Overcooked 2 feels like a natural progression from Overcooked and adds a bunch of new recipes and mechanics. For instance, you can throw food at each other and dash faster across the kitchen to get to an area quicker then before.
The same goes for recipes. Originally, you could only cook simple things like burgers, pizza, and the classic onion soup. Now, however, you have a lot more to keep your eye on with culinary items like sushi and burritos complicating matters further.
There is also a story to Overcooked 2, but not one that is made to make sense. It begins with something about an oversized onion that raised the dead back to life to find the best recipe in the world... but it's only ever touched upon in the in the tutorial level and is never really referenced again.
For most of the main campaign, you'll be taken to different kitchens with their own quirks. You could be in a kitchen in Tokyo constantly having to navigate your way past crowds, or in a fantasy castle with teleporter doors.
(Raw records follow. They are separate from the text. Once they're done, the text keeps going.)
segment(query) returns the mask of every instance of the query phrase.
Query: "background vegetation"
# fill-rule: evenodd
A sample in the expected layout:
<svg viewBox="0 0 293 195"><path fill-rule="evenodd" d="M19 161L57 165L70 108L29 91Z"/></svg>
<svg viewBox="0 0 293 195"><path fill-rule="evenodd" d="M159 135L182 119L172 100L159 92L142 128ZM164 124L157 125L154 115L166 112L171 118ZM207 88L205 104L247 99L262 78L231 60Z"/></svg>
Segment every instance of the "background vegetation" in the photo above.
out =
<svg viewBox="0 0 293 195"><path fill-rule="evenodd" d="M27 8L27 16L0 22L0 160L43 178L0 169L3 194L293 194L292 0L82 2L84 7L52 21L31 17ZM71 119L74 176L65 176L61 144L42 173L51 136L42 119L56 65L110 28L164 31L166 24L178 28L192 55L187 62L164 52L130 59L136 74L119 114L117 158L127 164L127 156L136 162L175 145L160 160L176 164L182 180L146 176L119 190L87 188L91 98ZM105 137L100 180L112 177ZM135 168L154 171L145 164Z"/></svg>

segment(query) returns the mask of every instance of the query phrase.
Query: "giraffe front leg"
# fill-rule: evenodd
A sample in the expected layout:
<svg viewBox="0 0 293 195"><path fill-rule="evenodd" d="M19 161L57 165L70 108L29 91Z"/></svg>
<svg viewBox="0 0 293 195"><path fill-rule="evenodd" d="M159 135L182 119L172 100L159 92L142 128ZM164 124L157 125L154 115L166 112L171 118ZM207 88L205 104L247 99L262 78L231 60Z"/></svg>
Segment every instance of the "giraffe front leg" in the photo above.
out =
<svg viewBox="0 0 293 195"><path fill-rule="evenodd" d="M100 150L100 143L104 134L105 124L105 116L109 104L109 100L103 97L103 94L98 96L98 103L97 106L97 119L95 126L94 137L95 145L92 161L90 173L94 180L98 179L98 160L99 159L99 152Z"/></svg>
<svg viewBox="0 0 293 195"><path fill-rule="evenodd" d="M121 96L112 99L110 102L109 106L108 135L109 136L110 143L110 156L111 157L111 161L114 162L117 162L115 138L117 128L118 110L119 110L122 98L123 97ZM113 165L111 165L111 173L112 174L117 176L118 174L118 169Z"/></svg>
Every level is different and it constantly keeps you on your toes.
In one level we were flying in a hot air balloon in a regular old kitchen only to suddenly drop from the sky after a few minutes onto a wooden barge, that was on fire, in the middle of a river. We initially thought that we had failed to level but, nope, the game just throws another curve-ball at you and forces you to learn on the fly.
The biggest feature added to Overcooked 2, however, is the inclusion of four-player online multiplayer. While we weren't able to partake in an online match during our play sessions due to the game not being out yet, there are an abundance of multiplayer options available, including arcade, versus, and story co-op.
Overcooked 2 is set to release on Aug. 7 on multiple platforms. Between all the recipes, the chaos, and the multiplayer fun on offer, the game is promising to be a great party experience for everyone that plays it.
Disclosure: Our Switch copy of Overcooked 2 was provided courtesy of Team 17.